Hundreds of suburban voting precincts cut
BY LISA DONOVAN Cook County Reporter ldonovan@suntimes.com November 1, 2011 10:44AM
Cook County Clerk David Orr and Broadview Village Trustee Mr Woodie Morris hold a silver Dollar that had been tossed in the air to decide the Broadview Village Trustee race. Each candidate recieved 458 votes resulting in a tie. Monday, May 2, 2011 | Brian Jackson~Sun-Times
Updated: December 3, 2011 8:13AM
Cook County commissioners signed off on Clerk David Orr’s plan to slash 264 voter precincts in the suburbs, a move that not only saves $1 million but reflects a sign of the times, Orr’s staff says.
In the 2008 election roughly 25 percent of the 1 million voters opted to cast their ballots either through early voting or absentee ballot, slashing the need for all 1,937 precincts — and the staff that works the polling place — that are in use today, Orr’s chief of staff Clem Balanoff said during a committee hearing of the Cook County Board on Tuesday.
The number of early voters may continue to grow with the change in the law that opens the door for any voter to cast a ballot early.
“You used to need a reason, [such as] you were going to be out of town,” Balanoff said, explaining that requirement has gone away.
Some of the remaining 1,673 precincts may see as many as 1,100 to 1,200 voters, prompting Cook County Commissioners William Beavers and Joan Murphy to question whether state law allows that.
The state standard is 800 voters per precinct. But in an e-mailed statement, Orr spokeswoman Courtney Greve said the County Board has the home rule authority to alter precinct boundaries as it sees fit; the last time the board did it was in 2009.

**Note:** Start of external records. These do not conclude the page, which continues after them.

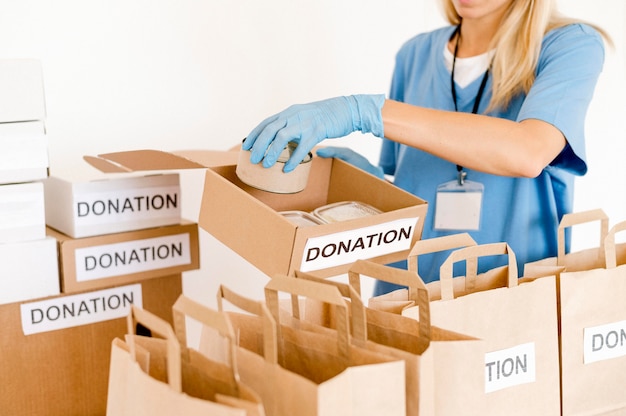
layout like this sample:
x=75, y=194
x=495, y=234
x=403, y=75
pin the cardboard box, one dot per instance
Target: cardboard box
x=29, y=270
x=85, y=207
x=248, y=221
x=22, y=212
x=64, y=372
x=116, y=259
x=22, y=95
x=23, y=152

In addition, the election code predates early voting and no-fault absentee voting, she said. The clerk’s office did an analysis of election day turnout at the largest precincts and decided against consolidating polling places where expected turnout would be too high.
The County Board ultimately approved the measure Tuesday.
Greve said legal notices will go in to the newspapers about precinct changes, and mass mailings will be sent to voters notifying them of their new polling place before the March primary.